I was wondering if there would be lots of updates to Ubuntu leading up to the release of 11/4 and thought I could data mine this to find out. So I made a visualization to see if that was the case, turns out the opposite is true. There has been a distinct lack of updates in the last couple of months. At least in the main repository.

Heres the visualization I made.

To do this I searched the changelogs for all packages from changelogs.ubuntu.com for the time stamps.
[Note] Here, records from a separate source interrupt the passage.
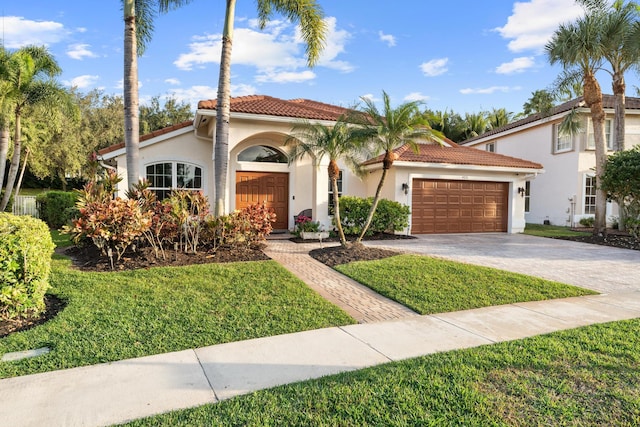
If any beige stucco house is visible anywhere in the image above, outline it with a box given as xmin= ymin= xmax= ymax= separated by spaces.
xmin=461 ymin=95 xmax=640 ymax=227
xmin=99 ymin=95 xmax=543 ymax=234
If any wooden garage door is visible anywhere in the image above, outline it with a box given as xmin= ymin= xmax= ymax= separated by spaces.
xmin=411 ymin=179 xmax=508 ymax=234
xmin=236 ymin=171 xmax=289 ymax=230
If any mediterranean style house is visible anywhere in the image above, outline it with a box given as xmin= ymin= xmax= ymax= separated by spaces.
xmin=98 ymin=95 xmax=543 ymax=234
xmin=461 ymin=95 xmax=640 ymax=227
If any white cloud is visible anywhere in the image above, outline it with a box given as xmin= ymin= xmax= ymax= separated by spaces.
xmin=256 ymin=70 xmax=316 ymax=83
xmin=173 ymin=16 xmax=353 ymax=77
xmin=420 ymin=58 xmax=448 ymax=77
xmin=495 ymin=56 xmax=535 ymax=74
xmin=63 ymin=75 xmax=99 ymax=89
xmin=378 ymin=31 xmax=396 ymax=47
xmin=167 ymin=84 xmax=256 ymax=110
xmin=2 ymin=16 xmax=69 ymax=48
xmin=66 ymin=43 xmax=98 ymax=60
xmin=404 ymin=92 xmax=430 ymax=102
xmin=360 ymin=93 xmax=379 ymax=103
xmin=165 ymin=78 xmax=181 ymax=85
xmin=494 ymin=0 xmax=583 ymax=53
xmin=459 ymin=86 xmax=521 ymax=95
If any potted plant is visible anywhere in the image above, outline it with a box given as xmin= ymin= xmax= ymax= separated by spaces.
xmin=295 ymin=215 xmax=329 ymax=240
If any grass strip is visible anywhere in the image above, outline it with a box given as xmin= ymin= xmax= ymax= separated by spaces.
xmin=0 ymin=258 xmax=355 ymax=378
xmin=335 ymin=254 xmax=595 ymax=314
xmin=122 ymin=319 xmax=640 ymax=426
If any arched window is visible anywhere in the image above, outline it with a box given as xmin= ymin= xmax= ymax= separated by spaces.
xmin=237 ymin=145 xmax=287 ymax=163
xmin=145 ymin=162 xmax=202 ymax=200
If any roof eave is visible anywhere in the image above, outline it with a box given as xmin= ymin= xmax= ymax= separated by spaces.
xmin=362 ymin=161 xmax=544 ymax=174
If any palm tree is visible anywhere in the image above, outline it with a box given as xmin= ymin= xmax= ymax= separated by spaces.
xmin=486 ymin=107 xmax=514 ymax=130
xmin=286 ymin=119 xmax=365 ymax=247
xmin=580 ymin=0 xmax=640 ymax=232
xmin=213 ymin=0 xmax=326 ymax=217
xmin=0 ymin=46 xmax=73 ymax=211
xmin=462 ymin=112 xmax=489 ymax=140
xmin=123 ymin=0 xmax=192 ymax=190
xmin=522 ymin=89 xmax=556 ymax=116
xmin=349 ymin=91 xmax=443 ymax=244
xmin=0 ymin=47 xmax=13 ymax=193
xmin=546 ymin=11 xmax=608 ymax=235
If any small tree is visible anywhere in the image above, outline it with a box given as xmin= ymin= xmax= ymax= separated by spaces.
xmin=601 ymin=146 xmax=640 ymax=237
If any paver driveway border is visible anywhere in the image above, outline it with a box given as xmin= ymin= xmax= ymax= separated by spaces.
xmin=363 ymin=233 xmax=640 ymax=293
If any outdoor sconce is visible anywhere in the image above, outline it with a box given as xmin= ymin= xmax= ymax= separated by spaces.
xmin=517 ymin=187 xmax=526 ymax=197
xmin=401 ymin=183 xmax=409 ymax=195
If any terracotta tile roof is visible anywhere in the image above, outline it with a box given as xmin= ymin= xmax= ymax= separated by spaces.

Then I took the average of each week in the month to smooth it.

Heres how I did it.


#First download the changelogs.ubuntu website, only use the main pool. 
wget -m -np -r http://changelogs.ubuntu.com/changelogs/pool/main/
 #Search for all time stamps and print them out.
egrep -o -r -e "[A-Z][a-z]{2}, [0-9]{0,2} [A-Z][a-z]{2} [0-9]{4}"  > dates.main

I then wrote  a python script to count how many dates were in each week and average that over the month.
#!/usr/bin/env python
import sys,time
dates_in = {}
for line in sys.stdin.readlines():
    line = line.rstrip()
    if line in dates_in:
        dates_in[line] = dates_in[line]+1
    else:
        dates_in[line] = 1
month_counts = {}
for dateS,count in dates_in.items():
    date =time.strptime(dateS, "%d %b %Y")
    month_date = "%d/01/%d" % (date.tm_mon,date.tm_year)
    if month_date in month_counts:
        month_counts[month_date] = month_counts[month_date] + [count]
    else:
        month_counts[month_date] = [count]
for dateS,count in month_counts.items():
    print dateS+","+str(sum(count)/len(count))


Run that on the downloaded changelogs.
python data.py < dump/dates.main > weekly.avg.pr.month.csv 
 Then I imported that csv into google docs to make the graph.